An employee of a small town "liberry" chronicles his quest to remain sane while dealing with patrons who could star in a short-lived David Lynch television series.

Monday, March 24, 2008

"Liberry" Glossary: The Look of Doom

The Look of Doom
-noun phrase
  1. The expression adopted by our most-frequent innanet crowd patrons when they come to realize that their hour of time is up, that all other computers are full, that they themselves are next in line to be booted off, and that someone, ANYONE, has entered the building and come within proximity of the computer sign in sheet. It's a potent mixture of frustration, anger and fear--emotions which, when combined, evidently cause patrons to become extraordinarily slow in the process of disengaging from our computers, perhaps in the belief that the longer they take "wrapping up" the more likely another computer patron will abandon their own machine allowing them to keep theirs. This expression is most frequently seen on Monday afternoons when we have the greatest concentration of hungry innanet crowders in house, all competing for machines.

  2. The expression I adopt upon seeing the patron who must not be named, a.k.a. Chester the (Potential) Molester, in the belief that it will convey to him how much hatred I have for him in my heart and how much pleasure I would derive upon hypothetically learning that he was decapitated in a car accident or that someone had gone all Rorschach on his ass. This expression has yet to have any observable effect whatsoever.

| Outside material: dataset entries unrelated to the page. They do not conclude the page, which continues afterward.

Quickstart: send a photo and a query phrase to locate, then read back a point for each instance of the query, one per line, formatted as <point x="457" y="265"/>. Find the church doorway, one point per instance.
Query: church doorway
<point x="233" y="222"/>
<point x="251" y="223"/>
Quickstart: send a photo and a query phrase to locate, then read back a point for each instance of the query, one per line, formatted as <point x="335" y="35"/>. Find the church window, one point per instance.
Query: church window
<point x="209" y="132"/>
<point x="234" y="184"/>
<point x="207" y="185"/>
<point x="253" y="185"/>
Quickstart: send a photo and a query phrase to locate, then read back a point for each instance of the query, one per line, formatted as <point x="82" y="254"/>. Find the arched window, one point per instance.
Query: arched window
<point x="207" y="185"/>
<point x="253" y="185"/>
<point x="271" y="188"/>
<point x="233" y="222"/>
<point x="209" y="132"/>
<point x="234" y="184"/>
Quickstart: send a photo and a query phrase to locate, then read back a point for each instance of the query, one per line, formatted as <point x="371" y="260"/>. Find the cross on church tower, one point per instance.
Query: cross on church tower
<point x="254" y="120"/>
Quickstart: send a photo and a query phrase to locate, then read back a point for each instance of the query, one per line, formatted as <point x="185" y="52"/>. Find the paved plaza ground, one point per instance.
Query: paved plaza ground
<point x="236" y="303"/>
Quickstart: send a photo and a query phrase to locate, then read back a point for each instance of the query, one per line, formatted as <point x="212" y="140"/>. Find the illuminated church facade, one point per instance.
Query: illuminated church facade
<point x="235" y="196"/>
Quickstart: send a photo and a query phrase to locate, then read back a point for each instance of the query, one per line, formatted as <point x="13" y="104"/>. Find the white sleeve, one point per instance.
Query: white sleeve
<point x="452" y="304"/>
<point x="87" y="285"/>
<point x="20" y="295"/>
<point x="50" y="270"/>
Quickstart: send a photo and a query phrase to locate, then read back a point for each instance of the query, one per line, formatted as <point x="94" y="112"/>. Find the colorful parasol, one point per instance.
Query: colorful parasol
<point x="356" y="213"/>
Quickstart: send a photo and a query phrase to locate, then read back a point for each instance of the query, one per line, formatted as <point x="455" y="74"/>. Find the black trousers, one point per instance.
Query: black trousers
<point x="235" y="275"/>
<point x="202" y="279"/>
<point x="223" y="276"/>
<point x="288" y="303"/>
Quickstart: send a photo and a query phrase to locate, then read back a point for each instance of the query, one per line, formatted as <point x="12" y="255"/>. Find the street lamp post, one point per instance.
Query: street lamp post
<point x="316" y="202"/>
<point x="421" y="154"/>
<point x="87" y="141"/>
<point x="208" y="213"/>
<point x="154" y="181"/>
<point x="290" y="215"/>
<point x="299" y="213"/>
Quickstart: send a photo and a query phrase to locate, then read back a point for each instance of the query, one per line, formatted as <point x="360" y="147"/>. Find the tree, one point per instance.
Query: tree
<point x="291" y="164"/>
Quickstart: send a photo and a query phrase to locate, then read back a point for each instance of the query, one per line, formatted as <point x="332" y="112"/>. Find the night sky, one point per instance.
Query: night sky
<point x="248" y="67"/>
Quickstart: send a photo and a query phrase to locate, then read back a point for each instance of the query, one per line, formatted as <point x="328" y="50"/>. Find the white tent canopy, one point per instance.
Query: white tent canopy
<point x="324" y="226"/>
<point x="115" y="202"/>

  3. The expression I adopt upon emerging from our men's restroom, having witnessed what our dear patrons have left there for me to clean up. Often this look is beamed in the direction of our male computer patrons who, being the very souls who have spent the past seven hours in the building and have therefore had more opportunity than most to relieve themselves, no doubt doing a very sloppy job of it in their haste to return to their computer station before we can give it to someone else, and are therefore the most likely candidates to be the patrons after whom I've just had to clean up. Frankly, they deserve worse than anything Rorschach might do to them.

2 comments:

The.Effing.Librarian said...

I'm so glad we use software to kick them off the computers. I'm tired of being the third strike when people wouldn't leave (after 2 other librarians couldn't get the guy off), and I would just walk up and press the power button and say, "Time's up." I'm not a big guy, but it helps that my knuckles are tattooed "T-I-M-E" "I-s-U-p." (Got the idea from a nun back in Catholic School.)

daisy said...

Our problem is that we have the software, but our roving bands of teenagers quickly learned how to hack into the system and cheat the timer.
Add that to the typical problems with teens using proxy servers to bypass the blocking software.
It's not really surprising, as these kids have been around PCs since they were infants.